In a 2007 article in the AHA’s Perspectives, Social Studies Education researcher Bruce VanSledright exhorted college professors to “think of history teaching” in “systemic terms.” I would like to remind us all of this message. Anyone who teaches history at the college level teaches future teachers, whether those students have declared education majors or not. We are, in essence, teacher educators as well as professional historians because we are part of the American educational system. In this capacity, it is incumbent upon us, as historians, to help future teachers shape their curricula.
If secondary teachers ignore military history, or focus on the History Channel’s version of it, or treat military history as a series of categories to check off – as many of our own teachers did – it is because we haven’t taught them in terms that translate from a college lecture hall or seminar room to a secondary classroom.
So, in short, the message of this piece is advocacy for our profession, but in a different way from how we usually think of advocacy. On one level, it would be helpful if a broad range of historians, including military historians, would volunteer to help write state social studies standards or do more workshops with practicing teachers. But on a second – and more immediate -- level, I would like to encourage military historians to directly address the future teachers in their classrooms – to frame their courses in such a way that the big themes are clearly visible and explicitly linked to the mission of public education.
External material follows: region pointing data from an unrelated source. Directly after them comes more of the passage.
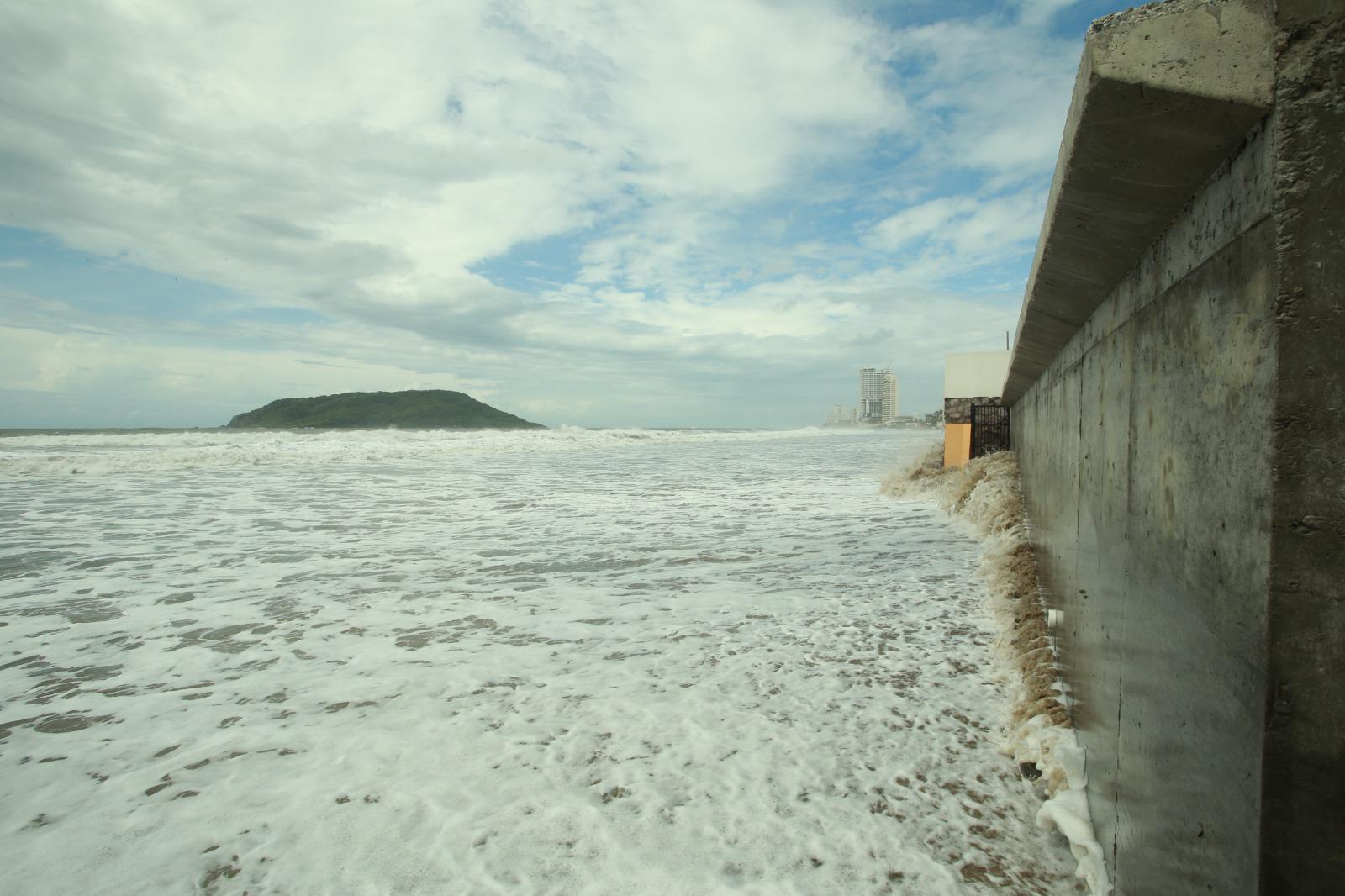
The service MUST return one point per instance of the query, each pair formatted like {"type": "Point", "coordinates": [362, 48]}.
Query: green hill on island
{"type": "Point", "coordinates": [419, 408]}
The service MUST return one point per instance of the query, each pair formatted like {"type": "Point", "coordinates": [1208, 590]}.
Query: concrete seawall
{"type": "Point", "coordinates": [1176, 390]}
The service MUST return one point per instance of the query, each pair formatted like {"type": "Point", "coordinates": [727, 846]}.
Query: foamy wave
{"type": "Point", "coordinates": [986, 498]}
{"type": "Point", "coordinates": [103, 452]}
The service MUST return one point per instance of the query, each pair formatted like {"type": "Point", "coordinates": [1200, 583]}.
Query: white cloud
{"type": "Point", "coordinates": [362, 161]}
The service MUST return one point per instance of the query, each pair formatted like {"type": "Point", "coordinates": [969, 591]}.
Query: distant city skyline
{"type": "Point", "coordinates": [878, 394]}
{"type": "Point", "coordinates": [605, 214]}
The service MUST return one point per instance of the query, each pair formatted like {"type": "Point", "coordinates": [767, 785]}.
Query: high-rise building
{"type": "Point", "coordinates": [878, 394]}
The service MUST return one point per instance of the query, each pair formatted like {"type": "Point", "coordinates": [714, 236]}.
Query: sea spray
{"type": "Point", "coordinates": [985, 497]}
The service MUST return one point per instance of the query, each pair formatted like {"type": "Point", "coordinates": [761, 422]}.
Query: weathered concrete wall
{"type": "Point", "coordinates": [1147, 458]}
{"type": "Point", "coordinates": [1304, 781]}
{"type": "Point", "coordinates": [1181, 443]}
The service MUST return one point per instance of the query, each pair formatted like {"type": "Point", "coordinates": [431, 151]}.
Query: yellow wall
{"type": "Point", "coordinates": [957, 444]}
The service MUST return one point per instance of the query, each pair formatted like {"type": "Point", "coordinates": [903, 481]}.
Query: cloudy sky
{"type": "Point", "coordinates": [584, 212]}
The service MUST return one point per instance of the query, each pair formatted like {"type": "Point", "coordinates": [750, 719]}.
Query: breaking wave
{"type": "Point", "coordinates": [113, 452]}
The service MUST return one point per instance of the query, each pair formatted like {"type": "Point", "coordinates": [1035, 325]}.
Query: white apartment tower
{"type": "Point", "coordinates": [878, 396]}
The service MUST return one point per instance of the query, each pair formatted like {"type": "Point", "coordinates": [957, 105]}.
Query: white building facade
{"type": "Point", "coordinates": [878, 396]}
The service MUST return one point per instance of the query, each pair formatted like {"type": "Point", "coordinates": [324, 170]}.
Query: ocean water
{"type": "Point", "coordinates": [542, 662]}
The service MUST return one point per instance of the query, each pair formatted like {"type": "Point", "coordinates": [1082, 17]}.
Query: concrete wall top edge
{"type": "Point", "coordinates": [1163, 94]}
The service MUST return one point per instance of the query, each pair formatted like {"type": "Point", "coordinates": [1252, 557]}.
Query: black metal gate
{"type": "Point", "coordinates": [989, 430]}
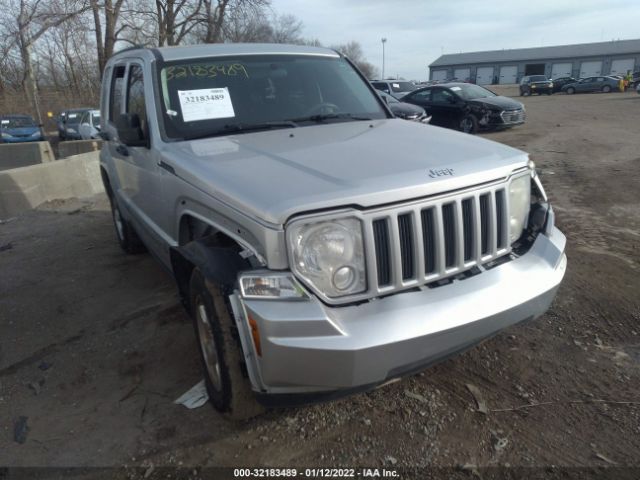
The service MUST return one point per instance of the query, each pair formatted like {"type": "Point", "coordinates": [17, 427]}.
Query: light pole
{"type": "Point", "coordinates": [384, 40]}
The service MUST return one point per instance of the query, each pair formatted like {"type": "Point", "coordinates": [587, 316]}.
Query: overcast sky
{"type": "Point", "coordinates": [418, 31]}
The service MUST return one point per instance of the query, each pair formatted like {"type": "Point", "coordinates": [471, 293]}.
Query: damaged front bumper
{"type": "Point", "coordinates": [311, 351]}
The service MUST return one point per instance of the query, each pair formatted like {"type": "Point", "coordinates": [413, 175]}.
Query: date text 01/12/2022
{"type": "Point", "coordinates": [315, 473]}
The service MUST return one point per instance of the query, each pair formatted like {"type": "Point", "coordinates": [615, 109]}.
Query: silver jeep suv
{"type": "Point", "coordinates": [321, 246]}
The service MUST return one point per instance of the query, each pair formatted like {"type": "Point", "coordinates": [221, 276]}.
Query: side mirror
{"type": "Point", "coordinates": [129, 130]}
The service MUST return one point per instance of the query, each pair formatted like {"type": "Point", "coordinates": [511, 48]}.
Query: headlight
{"type": "Point", "coordinates": [329, 255]}
{"type": "Point", "coordinates": [519, 204]}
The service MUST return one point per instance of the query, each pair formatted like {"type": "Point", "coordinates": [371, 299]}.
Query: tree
{"type": "Point", "coordinates": [353, 51]}
{"type": "Point", "coordinates": [34, 19]}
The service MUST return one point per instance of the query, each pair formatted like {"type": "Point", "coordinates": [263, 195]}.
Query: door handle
{"type": "Point", "coordinates": [122, 150]}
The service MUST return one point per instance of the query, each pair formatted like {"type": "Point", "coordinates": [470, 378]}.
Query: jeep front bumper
{"type": "Point", "coordinates": [312, 351]}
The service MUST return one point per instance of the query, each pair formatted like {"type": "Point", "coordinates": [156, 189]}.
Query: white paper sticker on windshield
{"type": "Point", "coordinates": [205, 104]}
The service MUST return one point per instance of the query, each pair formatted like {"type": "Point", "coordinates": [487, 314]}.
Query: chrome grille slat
{"type": "Point", "coordinates": [416, 244]}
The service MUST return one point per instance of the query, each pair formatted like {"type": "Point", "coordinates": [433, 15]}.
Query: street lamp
{"type": "Point", "coordinates": [384, 40]}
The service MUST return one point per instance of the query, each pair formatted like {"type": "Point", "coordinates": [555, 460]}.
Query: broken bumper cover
{"type": "Point", "coordinates": [314, 352]}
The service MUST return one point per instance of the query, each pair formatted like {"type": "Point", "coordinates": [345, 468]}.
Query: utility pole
{"type": "Point", "coordinates": [384, 40]}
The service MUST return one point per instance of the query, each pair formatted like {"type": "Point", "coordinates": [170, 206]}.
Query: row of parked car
{"type": "Point", "coordinates": [461, 106]}
{"type": "Point", "coordinates": [75, 124]}
{"type": "Point", "coordinates": [532, 84]}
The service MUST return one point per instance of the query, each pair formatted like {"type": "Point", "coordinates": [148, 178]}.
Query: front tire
{"type": "Point", "coordinates": [469, 124]}
{"type": "Point", "coordinates": [220, 350]}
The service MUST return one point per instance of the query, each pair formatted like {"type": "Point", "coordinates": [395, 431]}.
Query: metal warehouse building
{"type": "Point", "coordinates": [508, 66]}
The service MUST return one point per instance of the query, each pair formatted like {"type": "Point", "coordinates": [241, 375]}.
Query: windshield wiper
{"type": "Point", "coordinates": [329, 116]}
{"type": "Point", "coordinates": [243, 128]}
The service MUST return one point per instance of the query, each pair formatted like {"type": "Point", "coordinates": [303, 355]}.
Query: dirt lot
{"type": "Point", "coordinates": [94, 346]}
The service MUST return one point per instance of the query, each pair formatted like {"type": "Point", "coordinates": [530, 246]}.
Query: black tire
{"type": "Point", "coordinates": [468, 124]}
{"type": "Point", "coordinates": [127, 237]}
{"type": "Point", "coordinates": [220, 350]}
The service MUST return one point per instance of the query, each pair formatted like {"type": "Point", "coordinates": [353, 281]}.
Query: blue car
{"type": "Point", "coordinates": [20, 128]}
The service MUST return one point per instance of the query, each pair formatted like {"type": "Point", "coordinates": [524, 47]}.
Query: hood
{"type": "Point", "coordinates": [275, 174]}
{"type": "Point", "coordinates": [403, 109]}
{"type": "Point", "coordinates": [503, 103]}
{"type": "Point", "coordinates": [21, 131]}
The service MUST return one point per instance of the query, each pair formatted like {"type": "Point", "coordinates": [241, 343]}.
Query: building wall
{"type": "Point", "coordinates": [576, 62]}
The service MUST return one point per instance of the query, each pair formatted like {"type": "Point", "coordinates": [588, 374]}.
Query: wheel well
{"type": "Point", "coordinates": [194, 231]}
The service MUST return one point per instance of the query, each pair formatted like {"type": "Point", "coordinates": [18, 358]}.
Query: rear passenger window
{"type": "Point", "coordinates": [135, 94]}
{"type": "Point", "coordinates": [115, 102]}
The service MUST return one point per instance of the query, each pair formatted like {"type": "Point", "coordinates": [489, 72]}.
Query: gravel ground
{"type": "Point", "coordinates": [94, 346]}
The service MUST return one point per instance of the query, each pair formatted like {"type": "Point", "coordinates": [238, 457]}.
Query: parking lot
{"type": "Point", "coordinates": [95, 347]}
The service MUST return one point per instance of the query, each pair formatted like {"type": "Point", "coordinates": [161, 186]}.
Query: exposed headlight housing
{"type": "Point", "coordinates": [270, 286]}
{"type": "Point", "coordinates": [519, 205]}
{"type": "Point", "coordinates": [328, 255]}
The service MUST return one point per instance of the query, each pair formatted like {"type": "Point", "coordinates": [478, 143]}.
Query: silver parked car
{"type": "Point", "coordinates": [317, 255]}
{"type": "Point", "coordinates": [89, 125]}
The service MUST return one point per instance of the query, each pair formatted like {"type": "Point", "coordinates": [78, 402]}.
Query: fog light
{"type": "Point", "coordinates": [344, 277]}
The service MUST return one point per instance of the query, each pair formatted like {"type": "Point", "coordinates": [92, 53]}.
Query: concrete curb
{"type": "Point", "coordinates": [24, 188]}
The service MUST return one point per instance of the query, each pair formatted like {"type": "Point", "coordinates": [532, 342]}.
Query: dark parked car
{"type": "Point", "coordinates": [20, 128]}
{"type": "Point", "coordinates": [560, 82]}
{"type": "Point", "coordinates": [593, 84]}
{"type": "Point", "coordinates": [395, 88]}
{"type": "Point", "coordinates": [404, 110]}
{"type": "Point", "coordinates": [467, 107]}
{"type": "Point", "coordinates": [69, 123]}
{"type": "Point", "coordinates": [539, 84]}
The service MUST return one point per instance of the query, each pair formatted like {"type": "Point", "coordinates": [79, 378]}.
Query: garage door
{"type": "Point", "coordinates": [462, 74]}
{"type": "Point", "coordinates": [439, 75]}
{"type": "Point", "coordinates": [622, 66]}
{"type": "Point", "coordinates": [484, 75]}
{"type": "Point", "coordinates": [590, 69]}
{"type": "Point", "coordinates": [508, 74]}
{"type": "Point", "coordinates": [561, 70]}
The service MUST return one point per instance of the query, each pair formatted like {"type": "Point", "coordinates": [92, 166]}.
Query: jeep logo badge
{"type": "Point", "coordinates": [440, 173]}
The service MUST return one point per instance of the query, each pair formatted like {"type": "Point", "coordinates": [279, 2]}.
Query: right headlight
{"type": "Point", "coordinates": [328, 255]}
{"type": "Point", "coordinates": [519, 205]}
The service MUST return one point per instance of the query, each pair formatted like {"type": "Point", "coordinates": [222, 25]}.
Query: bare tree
{"type": "Point", "coordinates": [34, 19]}
{"type": "Point", "coordinates": [353, 51]}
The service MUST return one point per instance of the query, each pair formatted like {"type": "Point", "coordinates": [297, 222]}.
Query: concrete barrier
{"type": "Point", "coordinates": [76, 147]}
{"type": "Point", "coordinates": [16, 155]}
{"type": "Point", "coordinates": [25, 188]}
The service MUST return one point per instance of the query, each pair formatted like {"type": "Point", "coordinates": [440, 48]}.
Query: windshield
{"type": "Point", "coordinates": [73, 117]}
{"type": "Point", "coordinates": [469, 91]}
{"type": "Point", "coordinates": [403, 86]}
{"type": "Point", "coordinates": [210, 96]}
{"type": "Point", "coordinates": [17, 122]}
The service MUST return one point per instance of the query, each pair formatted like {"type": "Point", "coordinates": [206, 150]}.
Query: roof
{"type": "Point", "coordinates": [617, 47]}
{"type": "Point", "coordinates": [231, 49]}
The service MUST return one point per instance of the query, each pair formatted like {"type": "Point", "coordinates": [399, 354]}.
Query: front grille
{"type": "Point", "coordinates": [419, 243]}
{"type": "Point", "coordinates": [513, 116]}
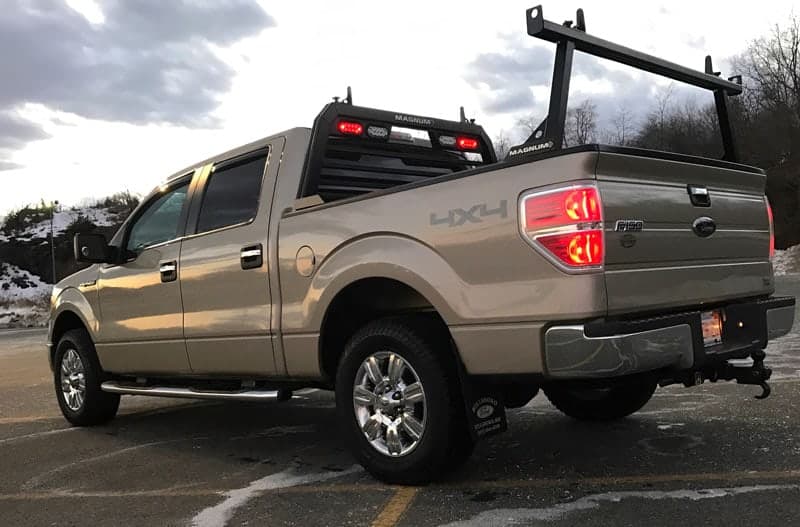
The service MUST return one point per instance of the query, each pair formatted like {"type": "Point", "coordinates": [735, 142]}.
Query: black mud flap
{"type": "Point", "coordinates": [486, 413]}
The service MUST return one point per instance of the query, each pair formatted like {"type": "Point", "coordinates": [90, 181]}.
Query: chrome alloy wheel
{"type": "Point", "coordinates": [389, 402]}
{"type": "Point", "coordinates": [73, 380]}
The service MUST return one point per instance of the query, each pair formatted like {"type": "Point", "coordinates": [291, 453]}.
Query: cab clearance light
{"type": "Point", "coordinates": [566, 225]}
{"type": "Point", "coordinates": [350, 128]}
{"type": "Point", "coordinates": [466, 143]}
{"type": "Point", "coordinates": [377, 132]}
{"type": "Point", "coordinates": [447, 140]}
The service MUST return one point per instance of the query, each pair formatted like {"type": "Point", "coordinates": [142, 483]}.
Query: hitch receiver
{"type": "Point", "coordinates": [757, 374]}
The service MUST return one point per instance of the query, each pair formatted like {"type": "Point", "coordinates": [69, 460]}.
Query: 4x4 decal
{"type": "Point", "coordinates": [474, 214]}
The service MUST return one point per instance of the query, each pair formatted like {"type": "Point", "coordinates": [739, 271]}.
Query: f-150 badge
{"type": "Point", "coordinates": [629, 226]}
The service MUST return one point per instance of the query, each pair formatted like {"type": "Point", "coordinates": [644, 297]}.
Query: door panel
{"type": "Point", "coordinates": [141, 328]}
{"type": "Point", "coordinates": [141, 313]}
{"type": "Point", "coordinates": [226, 298]}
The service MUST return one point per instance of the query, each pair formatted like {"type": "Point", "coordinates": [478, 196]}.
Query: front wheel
{"type": "Point", "coordinates": [398, 398]}
{"type": "Point", "coordinates": [616, 401]}
{"type": "Point", "coordinates": [77, 377]}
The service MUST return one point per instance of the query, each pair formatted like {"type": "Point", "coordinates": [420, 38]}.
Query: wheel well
{"type": "Point", "coordinates": [65, 322]}
{"type": "Point", "coordinates": [362, 302]}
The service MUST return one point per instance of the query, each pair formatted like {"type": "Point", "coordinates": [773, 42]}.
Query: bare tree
{"type": "Point", "coordinates": [502, 144]}
{"type": "Point", "coordinates": [528, 124]}
{"type": "Point", "coordinates": [623, 123]}
{"type": "Point", "coordinates": [581, 125]}
{"type": "Point", "coordinates": [663, 98]}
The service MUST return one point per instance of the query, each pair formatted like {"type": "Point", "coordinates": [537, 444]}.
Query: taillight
{"type": "Point", "coordinates": [467, 143]}
{"type": "Point", "coordinates": [350, 128]}
{"type": "Point", "coordinates": [567, 225]}
{"type": "Point", "coordinates": [771, 229]}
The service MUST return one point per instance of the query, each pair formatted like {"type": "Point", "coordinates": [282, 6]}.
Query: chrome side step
{"type": "Point", "coordinates": [190, 393]}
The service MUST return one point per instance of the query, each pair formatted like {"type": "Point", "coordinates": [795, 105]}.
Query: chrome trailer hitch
{"type": "Point", "coordinates": [756, 374]}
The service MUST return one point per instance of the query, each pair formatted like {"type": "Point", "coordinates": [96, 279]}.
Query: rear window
{"type": "Point", "coordinates": [232, 193]}
{"type": "Point", "coordinates": [376, 156]}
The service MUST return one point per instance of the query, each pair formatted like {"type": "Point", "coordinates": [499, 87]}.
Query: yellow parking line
{"type": "Point", "coordinates": [395, 508]}
{"type": "Point", "coordinates": [27, 419]}
{"type": "Point", "coordinates": [402, 498]}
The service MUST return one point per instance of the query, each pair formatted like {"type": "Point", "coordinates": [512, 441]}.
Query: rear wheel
{"type": "Point", "coordinates": [77, 377]}
{"type": "Point", "coordinates": [601, 403]}
{"type": "Point", "coordinates": [399, 400]}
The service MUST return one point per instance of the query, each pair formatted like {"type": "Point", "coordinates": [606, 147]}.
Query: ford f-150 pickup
{"type": "Point", "coordinates": [392, 258]}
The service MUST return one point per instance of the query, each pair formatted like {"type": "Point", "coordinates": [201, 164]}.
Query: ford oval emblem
{"type": "Point", "coordinates": [704, 227]}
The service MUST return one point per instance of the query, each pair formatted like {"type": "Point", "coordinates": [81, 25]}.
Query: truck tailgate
{"type": "Point", "coordinates": [669, 262]}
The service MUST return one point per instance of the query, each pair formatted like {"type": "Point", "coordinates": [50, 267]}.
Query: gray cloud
{"type": "Point", "coordinates": [14, 133]}
{"type": "Point", "coordinates": [150, 62]}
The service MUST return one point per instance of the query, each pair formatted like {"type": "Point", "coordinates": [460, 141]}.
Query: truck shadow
{"type": "Point", "coordinates": [669, 438]}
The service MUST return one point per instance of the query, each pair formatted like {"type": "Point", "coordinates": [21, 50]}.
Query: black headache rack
{"type": "Point", "coordinates": [356, 150]}
{"type": "Point", "coordinates": [569, 37]}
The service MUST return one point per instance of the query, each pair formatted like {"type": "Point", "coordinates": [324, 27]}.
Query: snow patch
{"type": "Point", "coordinates": [593, 501]}
{"type": "Point", "coordinates": [787, 261]}
{"type": "Point", "coordinates": [16, 284]}
{"type": "Point", "coordinates": [63, 219]}
{"type": "Point", "coordinates": [221, 513]}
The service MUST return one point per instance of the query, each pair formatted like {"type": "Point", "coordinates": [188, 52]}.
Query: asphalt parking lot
{"type": "Point", "coordinates": [704, 456]}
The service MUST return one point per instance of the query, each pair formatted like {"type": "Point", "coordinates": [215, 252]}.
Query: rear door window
{"type": "Point", "coordinates": [232, 193]}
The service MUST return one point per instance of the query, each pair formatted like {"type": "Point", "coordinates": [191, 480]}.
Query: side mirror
{"type": "Point", "coordinates": [92, 248]}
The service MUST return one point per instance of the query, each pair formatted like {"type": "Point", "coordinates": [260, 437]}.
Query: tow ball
{"type": "Point", "coordinates": [757, 374]}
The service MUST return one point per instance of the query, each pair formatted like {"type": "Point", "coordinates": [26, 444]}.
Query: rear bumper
{"type": "Point", "coordinates": [603, 349]}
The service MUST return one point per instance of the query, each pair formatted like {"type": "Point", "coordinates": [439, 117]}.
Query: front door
{"type": "Point", "coordinates": [224, 272]}
{"type": "Point", "coordinates": [141, 315]}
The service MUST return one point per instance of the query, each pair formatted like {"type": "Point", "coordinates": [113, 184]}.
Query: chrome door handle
{"type": "Point", "coordinates": [252, 256]}
{"type": "Point", "coordinates": [169, 271]}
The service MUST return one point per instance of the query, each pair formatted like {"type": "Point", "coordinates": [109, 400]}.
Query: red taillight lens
{"type": "Point", "coordinates": [467, 143]}
{"type": "Point", "coordinates": [350, 128]}
{"type": "Point", "coordinates": [771, 229]}
{"type": "Point", "coordinates": [583, 205]}
{"type": "Point", "coordinates": [576, 249]}
{"type": "Point", "coordinates": [563, 207]}
{"type": "Point", "coordinates": [566, 224]}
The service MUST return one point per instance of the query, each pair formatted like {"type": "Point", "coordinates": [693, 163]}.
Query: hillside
{"type": "Point", "coordinates": [26, 272]}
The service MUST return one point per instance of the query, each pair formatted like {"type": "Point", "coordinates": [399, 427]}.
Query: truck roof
{"type": "Point", "coordinates": [239, 150]}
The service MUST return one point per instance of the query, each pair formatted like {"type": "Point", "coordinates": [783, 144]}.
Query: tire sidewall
{"type": "Point", "coordinates": [433, 445]}
{"type": "Point", "coordinates": [91, 371]}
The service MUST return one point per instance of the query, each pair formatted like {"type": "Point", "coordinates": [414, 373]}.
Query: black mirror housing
{"type": "Point", "coordinates": [92, 248]}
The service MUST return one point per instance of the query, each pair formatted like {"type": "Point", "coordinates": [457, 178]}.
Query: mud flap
{"type": "Point", "coordinates": [486, 413]}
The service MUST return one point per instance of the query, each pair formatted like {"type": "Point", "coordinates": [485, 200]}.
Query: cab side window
{"type": "Point", "coordinates": [160, 220]}
{"type": "Point", "coordinates": [232, 193]}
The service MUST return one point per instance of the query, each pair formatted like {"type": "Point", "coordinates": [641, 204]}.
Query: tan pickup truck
{"type": "Point", "coordinates": [391, 258]}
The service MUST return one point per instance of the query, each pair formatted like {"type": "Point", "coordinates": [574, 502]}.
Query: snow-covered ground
{"type": "Point", "coordinates": [18, 284]}
{"type": "Point", "coordinates": [24, 297]}
{"type": "Point", "coordinates": [787, 261]}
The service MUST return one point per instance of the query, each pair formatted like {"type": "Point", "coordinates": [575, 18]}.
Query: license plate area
{"type": "Point", "coordinates": [711, 322]}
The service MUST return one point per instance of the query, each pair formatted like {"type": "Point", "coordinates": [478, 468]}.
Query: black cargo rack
{"type": "Point", "coordinates": [571, 36]}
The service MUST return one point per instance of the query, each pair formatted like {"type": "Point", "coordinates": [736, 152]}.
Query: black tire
{"type": "Point", "coordinates": [518, 395]}
{"type": "Point", "coordinates": [445, 442]}
{"type": "Point", "coordinates": [602, 404]}
{"type": "Point", "coordinates": [97, 407]}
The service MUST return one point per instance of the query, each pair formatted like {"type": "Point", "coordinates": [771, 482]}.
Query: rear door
{"type": "Point", "coordinates": [224, 272]}
{"type": "Point", "coordinates": [682, 234]}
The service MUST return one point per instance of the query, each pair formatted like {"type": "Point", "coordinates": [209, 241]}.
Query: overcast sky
{"type": "Point", "coordinates": [100, 96]}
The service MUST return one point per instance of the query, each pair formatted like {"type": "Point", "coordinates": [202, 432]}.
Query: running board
{"type": "Point", "coordinates": [190, 393]}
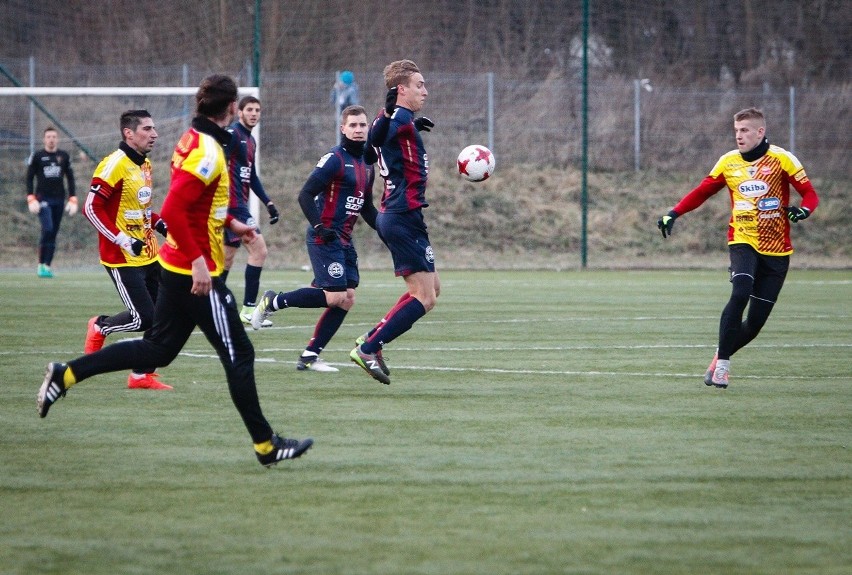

Doing this is a matter of pedagogy rather than content. I am not suggesting radical restructuring of courses or dedicated sections for pre-service teachers. Rather, I’m advocating for explicit acknowledgment of the fact that future teachers populate our courses. Based on feedback I’ve received from my own students, I know that stopping a lecture for 30 seconds to address the would-be teachers in the room can have a powerful effect. Saying something as simple as, “This is an important theme that you may want to think about when you teach,” forces education students to step out of a passive (and let’s face it, sometimes lacksadaisical) student mode. Such statements help them realize that what they are learning will have relevance well past the semester’s final exam and explicitly acknowledge the importance of learning through the eyes of a future teacher. In other words, professors can help future teachers connect the current course’s content to the future that students imagine for themselves. Drawing these connections to the fore increases the odds that the content (and perhaps the method) will later appear in secondary classes down the line.
In short, if we ever want to stop grumbling about what our students don’t know or what they should know, we have to ensure that their secondary teachers are both willing and able to teach those things our profession has deemed important. Since the historians teach the teachers, we only get to stop grumbling when we willingly take our place within the larger educational system.